Aku benci berkemas.
Aktivitas yang di ujung lorongnya akan mempertemukanku dengan sebuah
perpisahan. Dan tidak ada perpisahan yang tidak menyakitkan, walaupun
perpisahan itu digagas untuk sesuatu yang lebih baik lagi. Katanya. Opsi yang seandainya bisa dilongkapi,
dihindari dengan cara berlari melalui jalan memutar meskipun penuh belukar.

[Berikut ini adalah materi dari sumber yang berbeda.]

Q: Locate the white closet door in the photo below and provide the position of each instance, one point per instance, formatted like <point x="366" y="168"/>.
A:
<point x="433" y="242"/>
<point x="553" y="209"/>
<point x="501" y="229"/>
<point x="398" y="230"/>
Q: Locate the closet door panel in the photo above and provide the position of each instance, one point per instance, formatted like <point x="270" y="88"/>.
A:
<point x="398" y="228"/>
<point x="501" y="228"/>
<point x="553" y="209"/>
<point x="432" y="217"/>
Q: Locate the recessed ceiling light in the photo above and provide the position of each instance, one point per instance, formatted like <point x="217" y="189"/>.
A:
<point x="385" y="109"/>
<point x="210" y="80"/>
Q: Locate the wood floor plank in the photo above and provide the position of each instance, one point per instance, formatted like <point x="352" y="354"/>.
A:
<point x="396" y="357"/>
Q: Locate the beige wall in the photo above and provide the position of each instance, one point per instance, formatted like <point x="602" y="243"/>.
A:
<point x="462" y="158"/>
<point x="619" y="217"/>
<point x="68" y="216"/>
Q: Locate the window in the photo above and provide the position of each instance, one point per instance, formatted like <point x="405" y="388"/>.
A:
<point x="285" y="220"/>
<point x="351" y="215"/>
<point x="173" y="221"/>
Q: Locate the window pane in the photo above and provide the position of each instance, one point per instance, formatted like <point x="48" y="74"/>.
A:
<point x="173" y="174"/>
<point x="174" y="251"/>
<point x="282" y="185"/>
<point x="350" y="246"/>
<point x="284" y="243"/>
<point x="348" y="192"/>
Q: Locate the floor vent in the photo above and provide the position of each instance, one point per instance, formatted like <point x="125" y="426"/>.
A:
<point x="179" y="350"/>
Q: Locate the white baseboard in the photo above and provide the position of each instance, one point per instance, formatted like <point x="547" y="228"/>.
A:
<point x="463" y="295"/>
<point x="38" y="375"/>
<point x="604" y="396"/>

Dihindari dengan berusaha menipu diri kalau semuanya akan baik-baik saja.
Entahlah.
Aku tidak pandai
mengucapkan selamat tinggal. Lidah biasanya seperti disimpul mati. Kelu. Bahkan
ketika suara belum keluar sama sekali. Aku tidak mahir menata kata ketika
lambaian tangan adalah sebuah penutup dari serangkaian perjumpaan. Rasanya
seperti tercekik. Sesak tanpa bisa berbuat apa-apa kecuali air mata yang
mengambang. Air mata yang justru ditahan agar tidak mengalir deras seperti
aliran sungai di puncak musim penghujan.
Dari sekian banyak
perpisahan yang pernah menghadang, aku tidak lantas menjadi pandai. Dari sebegitu
banyak aktivitas berkemas yang telah dilakukan, aku tetap saja bermuara pada
kubangan yang serupa. Dari pengalaman berkali-kali dipaksa melambaikan tangan
padahal telinga menangkap suara hati yang sobek, aku tetap saja tidak berubah
bebal atau bahkan kapalan. Semua terus menerus berulang tanpa aku bisa
menemukan jalan keluar sebagai bentuk pengalihan. Semua berdengung seperti
sekelompok lebah yang terbang rendah mendekati gendang pendengaran. Menganggu.
Aku menyebutnya rumah
pendewasaan. Rumah yang sekarang aku tinggali. Rumah yang banyak menyimpan
cerita tentang menjadi dewasa. Rumah yang di dindingnya tertulis
pelajaran-pelajaran tentang memaklumi, tentang berusaha mengerti. Rumah yang
membuatku tahu bahwa tinggal dengan orang yang sifatnya sungguh bertolak
belakang itu sangat menguras emosi. Seperti menaiki jet coaster. Harus siap
kapan saja menghadapi jalanan yang tiba-tiba membolakbalikan perasaan. Harus
sedia memasang kuda-kuda karena aku tidak pernah tahu kapan jalan akan
mengantarkan aku pada terjal jurang yang terpaksa harus dilewati. Tidak ada
lagi pilihan.
Aku menyebutnya rumah
kami. Rumah yang diisi tidak hanya satu hati, tapi dua. Rumah yang semula ramai
kemudian senyap karena salah satu hati memutuskan untuk beranjak pergi mengejar
angan. Rumah yang ikut menjadi saksi bawa hubungan berbonus jarak tidak pernah
mudah dijalani. Bisa dilihat di salah satu bagian dinding kamar mandi banyak
coretan-coretan serupa pagar hasil menghitung rindu. Rindu yang sering kali
tidak bisa ditahan sampai membuat kepala seperti dibebani bola api raksasa. Berat
sekaligus menyiksa.
Rumah yang aku tinggali
memang sunyi. Asosial. Tapi disanalah aku belajar menjadi pasangan yang tidak
egois. Pasangan yang tidak menghalangi pasangannya untuk bergerak maju memintal
impiannya. Kebahagiaan harus diperjuangkan, tetapi ketika dalam pelaksanaannya
aku tidak bisa ikut serta maka hal yang bisa dilakukan adalah mendukungnya.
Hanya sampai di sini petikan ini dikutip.